THE WORLD: You've moved out of the home you shared with your unseen parents and into a village full of anthropomorphic animals. As you do. These animals come in many different shapes and sizes, with different personalities, likes and dislikes, and getting along with them day to day whilst feathering your own nest however you see fit is essentially the main thrust of your life there.
|Colour/design of villagers may vary. No refunds will be given.|
GAMEPLAY: You'll need to pay your way. So you can collect shells on the beach, deliver items for other villagers, and catch fish and insects or dig up fossils to sell or donate to the museum. None of those your bag? Shake a tree - money does sometimes grow on them in this magical place!

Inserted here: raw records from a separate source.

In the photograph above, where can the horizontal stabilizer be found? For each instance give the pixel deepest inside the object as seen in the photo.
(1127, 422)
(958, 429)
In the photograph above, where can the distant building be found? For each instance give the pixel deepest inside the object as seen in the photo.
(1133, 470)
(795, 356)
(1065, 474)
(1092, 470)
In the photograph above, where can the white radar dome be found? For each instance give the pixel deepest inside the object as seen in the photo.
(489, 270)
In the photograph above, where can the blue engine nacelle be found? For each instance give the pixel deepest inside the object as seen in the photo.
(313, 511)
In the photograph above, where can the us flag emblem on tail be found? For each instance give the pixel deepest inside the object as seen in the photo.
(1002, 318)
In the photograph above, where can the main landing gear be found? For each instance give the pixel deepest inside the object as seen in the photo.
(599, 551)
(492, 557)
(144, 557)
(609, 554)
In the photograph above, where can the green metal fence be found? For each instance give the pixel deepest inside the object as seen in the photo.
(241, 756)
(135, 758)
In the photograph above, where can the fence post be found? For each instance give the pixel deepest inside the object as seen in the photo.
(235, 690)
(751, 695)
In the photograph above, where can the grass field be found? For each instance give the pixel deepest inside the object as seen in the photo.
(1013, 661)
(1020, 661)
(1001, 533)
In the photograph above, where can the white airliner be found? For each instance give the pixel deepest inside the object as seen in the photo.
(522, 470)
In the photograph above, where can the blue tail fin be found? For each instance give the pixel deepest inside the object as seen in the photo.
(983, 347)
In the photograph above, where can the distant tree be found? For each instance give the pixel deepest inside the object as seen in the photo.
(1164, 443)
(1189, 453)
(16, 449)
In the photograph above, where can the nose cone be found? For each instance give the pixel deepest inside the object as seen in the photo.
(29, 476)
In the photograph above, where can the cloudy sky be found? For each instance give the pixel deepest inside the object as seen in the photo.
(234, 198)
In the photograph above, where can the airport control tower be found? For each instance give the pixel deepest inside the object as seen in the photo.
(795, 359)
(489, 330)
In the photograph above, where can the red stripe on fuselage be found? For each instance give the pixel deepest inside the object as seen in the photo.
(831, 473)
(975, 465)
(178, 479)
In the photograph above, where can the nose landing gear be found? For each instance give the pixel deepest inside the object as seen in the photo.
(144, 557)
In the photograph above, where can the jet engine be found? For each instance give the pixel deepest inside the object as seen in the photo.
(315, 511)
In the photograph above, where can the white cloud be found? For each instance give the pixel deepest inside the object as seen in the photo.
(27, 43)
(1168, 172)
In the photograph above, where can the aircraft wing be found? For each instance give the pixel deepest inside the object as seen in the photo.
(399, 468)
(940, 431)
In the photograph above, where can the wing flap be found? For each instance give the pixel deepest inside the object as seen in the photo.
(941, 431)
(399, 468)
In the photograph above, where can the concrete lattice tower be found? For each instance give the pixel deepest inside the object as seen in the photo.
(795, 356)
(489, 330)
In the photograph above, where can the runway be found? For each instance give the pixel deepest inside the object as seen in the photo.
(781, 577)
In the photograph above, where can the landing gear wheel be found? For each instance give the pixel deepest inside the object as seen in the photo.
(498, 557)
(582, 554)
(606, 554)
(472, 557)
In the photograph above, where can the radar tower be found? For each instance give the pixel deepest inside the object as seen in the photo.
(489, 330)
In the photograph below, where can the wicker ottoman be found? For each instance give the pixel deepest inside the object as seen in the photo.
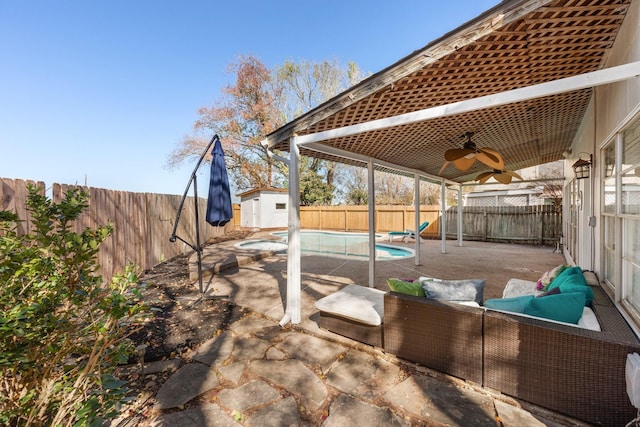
(356, 312)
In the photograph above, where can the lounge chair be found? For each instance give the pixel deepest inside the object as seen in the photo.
(407, 234)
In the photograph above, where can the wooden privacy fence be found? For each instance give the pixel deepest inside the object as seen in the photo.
(356, 218)
(142, 222)
(532, 225)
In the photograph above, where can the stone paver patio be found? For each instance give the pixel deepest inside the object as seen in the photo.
(257, 373)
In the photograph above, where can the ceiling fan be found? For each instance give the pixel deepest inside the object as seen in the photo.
(463, 158)
(502, 176)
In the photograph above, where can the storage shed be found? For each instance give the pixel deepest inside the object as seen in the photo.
(264, 208)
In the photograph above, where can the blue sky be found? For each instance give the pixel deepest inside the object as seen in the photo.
(102, 91)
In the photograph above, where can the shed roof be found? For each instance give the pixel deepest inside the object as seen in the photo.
(517, 44)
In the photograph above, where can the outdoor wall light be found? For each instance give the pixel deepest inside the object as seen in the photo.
(582, 166)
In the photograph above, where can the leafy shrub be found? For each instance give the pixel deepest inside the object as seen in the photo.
(62, 330)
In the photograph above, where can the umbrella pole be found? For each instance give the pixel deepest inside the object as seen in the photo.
(197, 246)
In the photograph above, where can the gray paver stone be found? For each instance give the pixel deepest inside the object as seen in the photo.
(311, 350)
(275, 354)
(250, 324)
(510, 416)
(161, 366)
(348, 411)
(282, 413)
(294, 376)
(436, 400)
(364, 374)
(233, 372)
(188, 382)
(215, 351)
(203, 416)
(249, 348)
(247, 396)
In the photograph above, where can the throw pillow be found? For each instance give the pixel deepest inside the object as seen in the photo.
(568, 274)
(454, 290)
(561, 307)
(406, 287)
(553, 291)
(547, 278)
(515, 304)
(567, 287)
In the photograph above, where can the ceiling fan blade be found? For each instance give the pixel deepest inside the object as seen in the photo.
(492, 154)
(484, 177)
(456, 153)
(503, 178)
(463, 163)
(444, 166)
(490, 161)
(514, 174)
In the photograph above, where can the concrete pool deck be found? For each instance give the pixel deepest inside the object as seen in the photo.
(267, 375)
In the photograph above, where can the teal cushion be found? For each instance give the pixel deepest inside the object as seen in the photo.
(561, 307)
(568, 287)
(567, 274)
(515, 304)
(405, 287)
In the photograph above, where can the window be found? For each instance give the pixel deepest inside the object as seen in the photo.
(571, 216)
(631, 262)
(621, 217)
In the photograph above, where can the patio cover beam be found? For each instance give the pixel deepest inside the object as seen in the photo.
(582, 81)
(568, 84)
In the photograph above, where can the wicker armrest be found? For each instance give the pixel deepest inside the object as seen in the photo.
(574, 371)
(443, 336)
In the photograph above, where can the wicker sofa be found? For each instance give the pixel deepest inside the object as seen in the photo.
(574, 371)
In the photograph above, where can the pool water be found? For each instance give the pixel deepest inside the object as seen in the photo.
(350, 245)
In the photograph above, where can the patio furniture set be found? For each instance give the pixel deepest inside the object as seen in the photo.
(576, 368)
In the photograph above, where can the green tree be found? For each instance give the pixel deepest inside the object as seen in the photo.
(314, 190)
(62, 331)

There's also plenty of festivals, holidays and events to attend, with specific happenings and items to be collected.
Yet - and here's the tranquil pill at the core of this pastoral package - you actually need do nothing at all. Nothing. That raccoon's not going to break your legs for his mortgage money, Wendell the walrus isn't a stabby beggar and even Lyle the river otter has stopped going door to door with his shady insurance deals. I can't quite believe I just typed that sentence, but there you go. There's no impetus to do anything except exactly enough to get the items you want to expand and decorate your house - no more, no less.
SERIES: Recently found out this actually started on N64, with an expanded version of that game appearing on the GameCube and further iterations on DS, Wii and 3DS, each (not much) more complex and multi-layered than the last.

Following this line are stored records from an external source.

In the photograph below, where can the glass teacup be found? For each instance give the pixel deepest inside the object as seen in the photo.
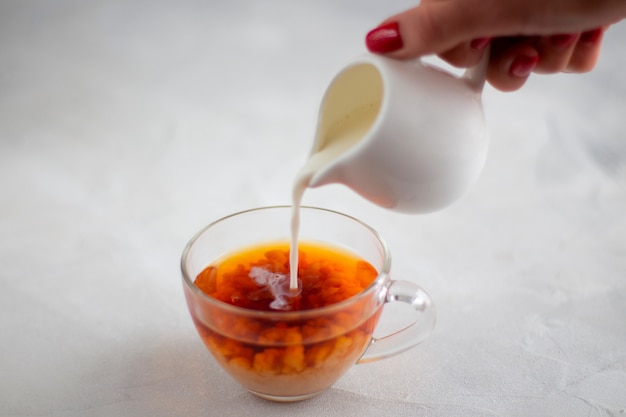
(295, 354)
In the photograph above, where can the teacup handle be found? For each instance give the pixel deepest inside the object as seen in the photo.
(420, 328)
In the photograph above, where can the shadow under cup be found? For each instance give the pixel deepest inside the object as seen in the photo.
(295, 355)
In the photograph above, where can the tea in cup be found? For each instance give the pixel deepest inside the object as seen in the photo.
(286, 344)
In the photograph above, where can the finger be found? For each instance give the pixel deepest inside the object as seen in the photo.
(466, 54)
(511, 63)
(433, 27)
(586, 52)
(555, 52)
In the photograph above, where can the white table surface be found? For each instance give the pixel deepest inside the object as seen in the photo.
(125, 126)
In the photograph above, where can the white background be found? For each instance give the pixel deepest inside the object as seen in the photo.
(126, 126)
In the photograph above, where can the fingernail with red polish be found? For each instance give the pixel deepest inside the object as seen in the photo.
(384, 39)
(563, 40)
(591, 36)
(480, 43)
(523, 65)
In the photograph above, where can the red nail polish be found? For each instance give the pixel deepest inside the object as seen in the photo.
(591, 36)
(385, 38)
(480, 43)
(523, 65)
(564, 40)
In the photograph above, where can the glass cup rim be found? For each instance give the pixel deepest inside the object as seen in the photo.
(383, 274)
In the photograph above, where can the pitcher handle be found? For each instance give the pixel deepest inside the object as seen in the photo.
(423, 311)
(477, 75)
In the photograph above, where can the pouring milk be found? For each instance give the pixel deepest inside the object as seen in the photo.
(404, 135)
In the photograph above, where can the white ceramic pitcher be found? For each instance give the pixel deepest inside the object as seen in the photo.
(403, 134)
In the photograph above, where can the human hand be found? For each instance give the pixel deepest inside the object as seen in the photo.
(541, 36)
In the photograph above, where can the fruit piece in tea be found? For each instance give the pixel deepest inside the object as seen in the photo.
(258, 277)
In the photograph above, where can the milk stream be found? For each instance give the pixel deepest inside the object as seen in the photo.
(337, 139)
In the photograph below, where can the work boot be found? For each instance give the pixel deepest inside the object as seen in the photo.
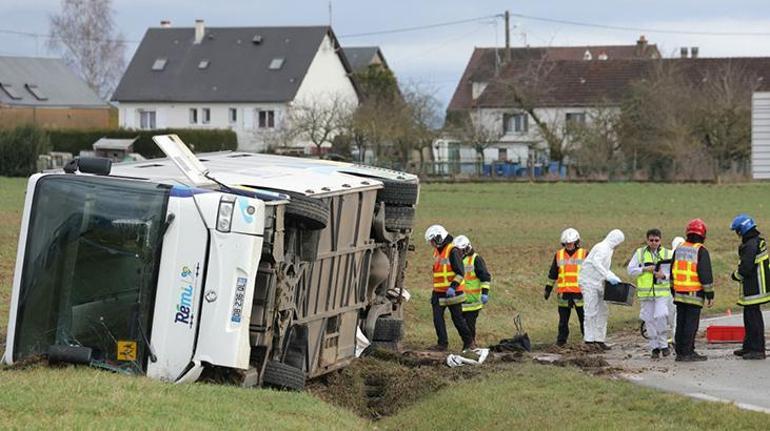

HIGHLIGHTS: Other than the odd seasonal event, the two best bits for me were firstly, getting an NES with a playable "Donkey Kong" game on it for my character's birthday on the GC version (these NES items were removed from all subsequent versions of the game) and getting given a photo by a villager who counted me as their best friend on the DS version (the collection of these photos was removed from all subsequent versions of the game).

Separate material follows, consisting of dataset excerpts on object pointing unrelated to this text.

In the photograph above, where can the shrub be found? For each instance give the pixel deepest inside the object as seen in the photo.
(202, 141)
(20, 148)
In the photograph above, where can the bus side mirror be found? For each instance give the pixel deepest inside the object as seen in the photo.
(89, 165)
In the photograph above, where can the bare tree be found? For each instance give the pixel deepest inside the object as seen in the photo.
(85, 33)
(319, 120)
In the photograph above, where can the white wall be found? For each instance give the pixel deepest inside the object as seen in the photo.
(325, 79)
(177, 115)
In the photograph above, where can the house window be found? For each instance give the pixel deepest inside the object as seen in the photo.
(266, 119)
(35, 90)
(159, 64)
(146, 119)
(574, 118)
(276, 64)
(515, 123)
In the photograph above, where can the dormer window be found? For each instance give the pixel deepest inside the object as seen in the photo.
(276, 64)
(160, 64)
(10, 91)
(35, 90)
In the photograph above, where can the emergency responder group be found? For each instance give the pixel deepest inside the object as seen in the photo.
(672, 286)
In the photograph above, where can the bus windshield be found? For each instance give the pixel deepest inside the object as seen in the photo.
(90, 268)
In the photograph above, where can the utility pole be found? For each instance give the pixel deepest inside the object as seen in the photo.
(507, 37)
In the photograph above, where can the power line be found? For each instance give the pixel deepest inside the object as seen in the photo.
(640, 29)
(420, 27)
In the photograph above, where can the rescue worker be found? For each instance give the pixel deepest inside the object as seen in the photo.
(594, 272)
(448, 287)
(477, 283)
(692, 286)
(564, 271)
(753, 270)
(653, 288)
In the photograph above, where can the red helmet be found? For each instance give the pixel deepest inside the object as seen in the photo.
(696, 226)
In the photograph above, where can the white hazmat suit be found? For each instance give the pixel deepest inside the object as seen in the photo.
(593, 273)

LOWLIGHTS: It can be very, very hard to maintain your motivation when there is no fixed target to aim your gameplay towards. This means that any targets you do set - the collection of a certain set of furniture, say - are so nebulous and randomly achieved that it's easy to get distracted by technically more limited thrills elsewhere.
IF YOU LIKE IT: Well, there's that other famous open world game, "Grand Theft Auto"... But as that might be a bit of a leap, I think the closest comparable experience is "The Sims", and even that's more harrowing if your characters keep self-immolating upon attempting to cook. Or maybe that was just me.